37% des personnels interrogés reconnaissent avoir eu au cours de l’année des problèmes fréquents avec des enfants « gravement perturbés ». Ces problèmes sont rencontrés plus fréquemment dans les secteurs socialement défavorisés (rapportés par 1 enseignant sur 2 en zone urbaine sensible ou en établissement professionnel), mais sont loin d’être absents dans les zones favorisées (rapportés par 1 enseignant sur 3 hors des ZUS et 1 sur 5 en zone considérée comme très favorisée).

 

Les inquiétudes et propositions d’amélioration de la part des personnels

La dernière question de l’enquête portait sur le ressenti des personnels quant à leur pratique professionnelle et le bien-être dans les écoles. Le sentiment d’un mépris social quant à la fonction, une perte de respect social et un besoin de reconnaissance sont plus cités que les revendications de moyens.

  • Un sentiment d’une perte de sens, de déchéance sociale et de mutation globale du métier

A cette question ouverte, 81 % des répondants critiquent la hiérarchie proche et lointaine, les relations humaines au sein de l’éducation nationale, mais aussi de la manière jugée irréaliste et bureaucratique dont sont mises en œuvre les réformes.

  • Un malaise sociétal profond

80% des répondants évoquent la relation aux parents d’élèves, le sentiment de ne pas être respectés, reconnus et pris au sérieux comme professionnels, le dénigrement par les médias.

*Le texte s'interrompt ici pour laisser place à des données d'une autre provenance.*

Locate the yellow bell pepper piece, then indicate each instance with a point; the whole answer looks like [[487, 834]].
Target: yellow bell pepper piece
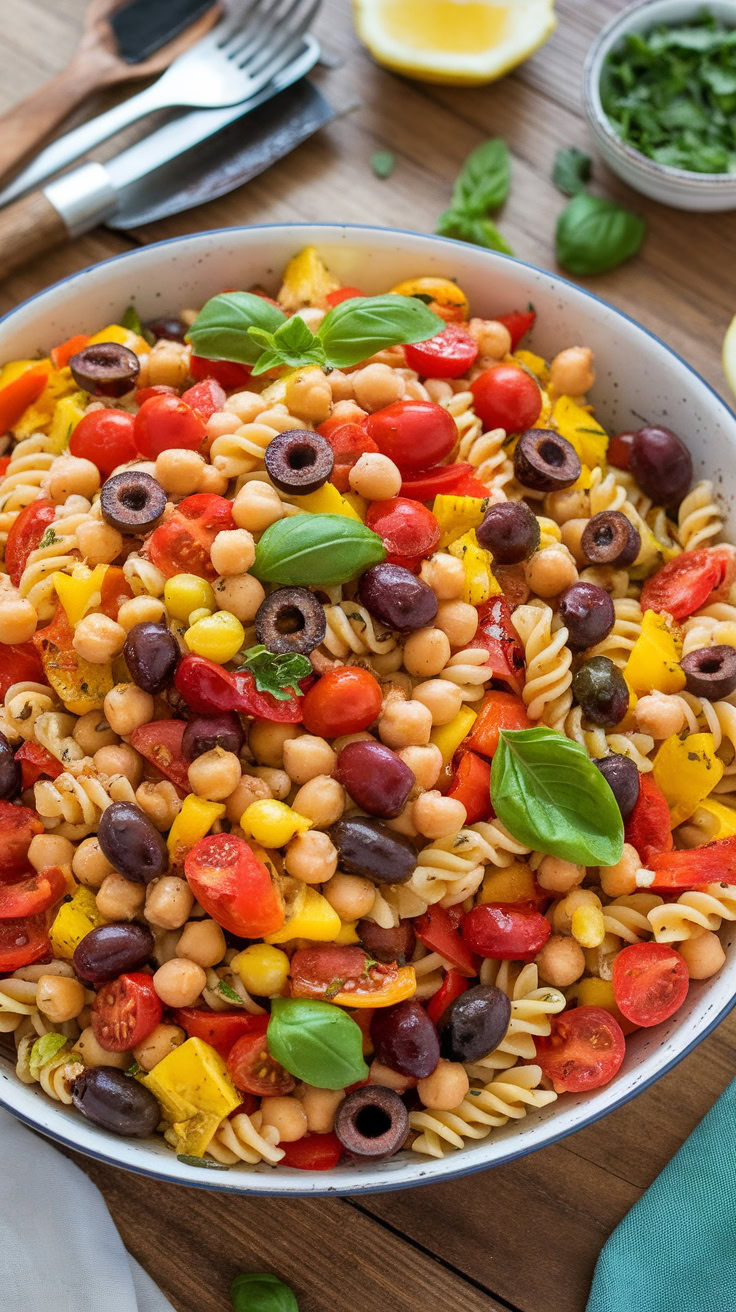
[[455, 514], [307, 281], [80, 591], [72, 921], [654, 663], [581, 429], [448, 738], [686, 769], [480, 583]]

  • Une revendication claire en termes de moyens

71% des répondants demandent des moyens, surtout humains, et remettent en cause les suppressions de postes. Le nombre d’élèves par classe est la principale revendication, mais la demande d’enseignants surnuméraires pour dédoubler les classes, et bien sûr de personnels spécialisés est tout aussi importante.

 

Propositions et recommandations des auteurs du rapport

Les personnels du 1er degré vivent encore pour beaucoup un bonheur pédagogique, surtout au contact de leurs élèves. L’école primaire résiste mais, pour les personnels, le besoin d’être reconnu s’exprime fortement. La lutte contre l’exclusion sociale est nécessaire, mais au-delà de cette lutte difficile, plusieurs leviers de changement et d’amélioration existent :

  • Libérer du temps pour libérer la vie d’équipe et la communication avec les familles

Les auteurs préconisent notamment d’entamer une réflexion avec les collectivités locales pour mettre à disposition des directeurs un véritable secrétariat.

  • Mieux former les personnels à leur métier

Selon les auteurs, dès la formation initiale, les besoins sont criants en ce qui concerne la gestion des conflits et la communication avec les parents, en équipe entre enseignants, comme avec les élèves.

  • Adapter le rôle et la formation des personnels spécialisés

Pour les RASED, les auteurs recommandent de mettre en place des programmes de remédiation (et en particulier des programmes de développement de l’empathie, de communication non-violente, de développement des compétences sociales).

La présence d’un personnel surnuméraire pouvant aider les enseignants et les élèves dans les classes et mettre en place des projets différents et des dédoublements serait un facteur facilitant. Plus qu’un abaissement global et impossible du nombre d’élèves par classe c’est bien la présence dans les écoles de ces aides qui sera efficace.

  • Tendre vers un autre modèle pour les relations humaines

Selon les auteurs, le modèle pyramidal a vécu. Il est même considéré par les personnels des écoles comme une «violence institutionnelle». La réflexion doit donc progresser – mais avec ces personnels – sur l’équilibre entre une autonomie réelle et un pilotage raisonnable et non bureaucratique de cette autonomie dans un cadre national.

La mise en place d’une vraie médecine du travail et de la prévention, d’un accompagnement et d’une écoute non hiérarchique des personnels doivent aller de pair avec un développement du travail en équipe.